ECM1 mRNA-FISH was coupled with flow cytometry to identify the cell surface marker profile of ECM1 positive (ECM1+) cells in young healthy mouse bone marrow. A) Forward scatter area (FSC-A; x-axis) versus side scatter area (SSC-A; y-axis) pseudocolour plot, demonstrating the gating strategy used to define our “cells” population, in order to exclude debris; left graph. Forward scatter area (FSC-A; x-axis) versus forward scatter height (FSC-H; y-axis) pseudocolour plot, demonstrating the gating strategy used to define “single cells” population, in order to exclude cell doublets; middle graph. An image of mRNA-FISH of Ecm1 mRNA (white), conducted on BMCs in suspension; DAPI nuclear stain was used to visualize cell nuclei (Blue); right image. B) FSC-A versus SSC-A pseudocolour plot of the defined “single cells” population (left graph), and ECM1 (APC area channel) versus SSC-A pseudocolour plot demonstrating the gating strategy used to define ECM1 positive (ECM1+) and ECM1 negative (ECM1-) cells (middle graph). Included is FSC-A versus SSC-A of the ECM1+ gate overlayed onto the “single cells” population. C) A pseudocolour plot of cell population clusters after tSNE analysis conducted on the concatenated sample containing the gated populations from all four biological replicate samples combined (left graph; presented as tSNE x-axis versus tSNE y-axis).
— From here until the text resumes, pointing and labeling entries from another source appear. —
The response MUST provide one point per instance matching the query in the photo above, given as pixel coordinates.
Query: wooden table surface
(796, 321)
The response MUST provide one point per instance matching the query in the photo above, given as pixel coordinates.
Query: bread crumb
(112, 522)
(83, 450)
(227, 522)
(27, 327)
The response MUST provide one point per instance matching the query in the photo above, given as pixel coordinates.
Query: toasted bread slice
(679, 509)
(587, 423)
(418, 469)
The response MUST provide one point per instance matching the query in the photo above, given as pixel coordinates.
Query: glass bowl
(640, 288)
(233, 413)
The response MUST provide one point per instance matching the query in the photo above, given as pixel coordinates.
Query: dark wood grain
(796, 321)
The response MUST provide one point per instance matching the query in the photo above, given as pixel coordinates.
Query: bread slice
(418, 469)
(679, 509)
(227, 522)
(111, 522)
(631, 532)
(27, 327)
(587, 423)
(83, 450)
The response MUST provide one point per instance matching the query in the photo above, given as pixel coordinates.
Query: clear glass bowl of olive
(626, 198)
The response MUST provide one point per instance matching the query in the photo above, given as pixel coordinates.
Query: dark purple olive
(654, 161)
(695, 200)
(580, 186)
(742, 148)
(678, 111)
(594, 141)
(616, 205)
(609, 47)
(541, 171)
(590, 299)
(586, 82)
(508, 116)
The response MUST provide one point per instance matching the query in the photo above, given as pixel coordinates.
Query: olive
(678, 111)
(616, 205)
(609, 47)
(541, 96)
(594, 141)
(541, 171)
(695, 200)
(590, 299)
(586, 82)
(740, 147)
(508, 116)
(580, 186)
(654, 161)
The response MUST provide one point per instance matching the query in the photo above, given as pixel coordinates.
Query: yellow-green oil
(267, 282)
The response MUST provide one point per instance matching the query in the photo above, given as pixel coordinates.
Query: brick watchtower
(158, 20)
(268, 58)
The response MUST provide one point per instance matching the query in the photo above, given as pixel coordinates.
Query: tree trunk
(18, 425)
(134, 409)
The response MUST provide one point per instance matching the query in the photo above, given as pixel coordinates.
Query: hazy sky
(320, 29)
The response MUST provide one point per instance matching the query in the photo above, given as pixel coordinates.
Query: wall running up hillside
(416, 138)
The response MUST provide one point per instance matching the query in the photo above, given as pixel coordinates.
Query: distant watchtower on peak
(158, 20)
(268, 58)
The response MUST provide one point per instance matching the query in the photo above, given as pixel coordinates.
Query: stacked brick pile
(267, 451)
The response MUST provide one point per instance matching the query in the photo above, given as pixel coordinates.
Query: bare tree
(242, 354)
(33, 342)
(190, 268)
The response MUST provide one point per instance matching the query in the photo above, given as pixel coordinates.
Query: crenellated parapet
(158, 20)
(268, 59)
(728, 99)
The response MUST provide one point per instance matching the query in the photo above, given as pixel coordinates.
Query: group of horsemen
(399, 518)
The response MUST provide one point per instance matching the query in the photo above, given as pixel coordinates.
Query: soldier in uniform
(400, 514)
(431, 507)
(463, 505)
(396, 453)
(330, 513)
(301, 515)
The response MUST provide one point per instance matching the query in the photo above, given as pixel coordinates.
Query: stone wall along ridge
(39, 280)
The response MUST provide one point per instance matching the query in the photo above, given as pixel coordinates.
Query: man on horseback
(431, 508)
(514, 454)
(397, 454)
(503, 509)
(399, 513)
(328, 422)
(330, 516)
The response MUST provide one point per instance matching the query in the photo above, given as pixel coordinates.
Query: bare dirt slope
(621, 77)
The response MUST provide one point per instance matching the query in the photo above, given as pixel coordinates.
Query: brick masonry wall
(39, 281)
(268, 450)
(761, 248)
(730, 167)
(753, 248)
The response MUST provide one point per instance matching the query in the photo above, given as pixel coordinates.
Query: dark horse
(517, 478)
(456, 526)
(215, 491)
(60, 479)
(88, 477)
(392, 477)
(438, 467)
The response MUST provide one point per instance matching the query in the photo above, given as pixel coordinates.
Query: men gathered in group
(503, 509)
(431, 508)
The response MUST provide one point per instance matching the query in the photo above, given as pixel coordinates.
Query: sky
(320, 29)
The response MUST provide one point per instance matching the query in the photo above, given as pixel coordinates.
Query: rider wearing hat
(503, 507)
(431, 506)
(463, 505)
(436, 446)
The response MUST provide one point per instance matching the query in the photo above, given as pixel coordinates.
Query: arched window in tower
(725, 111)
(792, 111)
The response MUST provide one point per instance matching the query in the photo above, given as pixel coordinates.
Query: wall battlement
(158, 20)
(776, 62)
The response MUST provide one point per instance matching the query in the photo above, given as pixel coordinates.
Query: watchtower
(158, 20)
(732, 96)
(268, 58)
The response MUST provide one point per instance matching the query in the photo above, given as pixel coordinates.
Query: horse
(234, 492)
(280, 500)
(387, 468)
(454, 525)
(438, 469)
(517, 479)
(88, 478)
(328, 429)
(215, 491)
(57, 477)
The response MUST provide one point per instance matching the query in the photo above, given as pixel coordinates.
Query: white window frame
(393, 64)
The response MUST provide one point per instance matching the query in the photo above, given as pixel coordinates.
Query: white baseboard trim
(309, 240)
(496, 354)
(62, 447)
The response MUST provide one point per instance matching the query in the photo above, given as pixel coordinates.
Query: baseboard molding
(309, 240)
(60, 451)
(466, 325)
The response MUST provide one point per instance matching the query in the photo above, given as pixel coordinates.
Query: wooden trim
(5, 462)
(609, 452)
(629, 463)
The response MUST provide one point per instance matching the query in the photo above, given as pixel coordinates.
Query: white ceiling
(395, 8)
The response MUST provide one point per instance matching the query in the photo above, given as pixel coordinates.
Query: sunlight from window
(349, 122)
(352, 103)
All compensated channels were assessed: FITC (Ly-6G), PerCP-Cy5.5 (CD11c), BV421 (Ly6C), BV510 (F4/80), BV650 (CD117), BV711 (MHC2), BV786 (CD3), APC (ECM1), PE (FcεRI-α), PE-CF594 (CD11b), and PE-Cy7 (CD45). Gates corresponding to ECM1+ (blue) and ECM- (red) cells from the concatenated sample was overlayed onto the tSNE pseudocolour graph (middle graph) to visualise expression levels of all cell surface markers investigated, as represented by the corresponding histograms (right graph); x-axis corresponds to expression level, y-axis corresponds to cells number.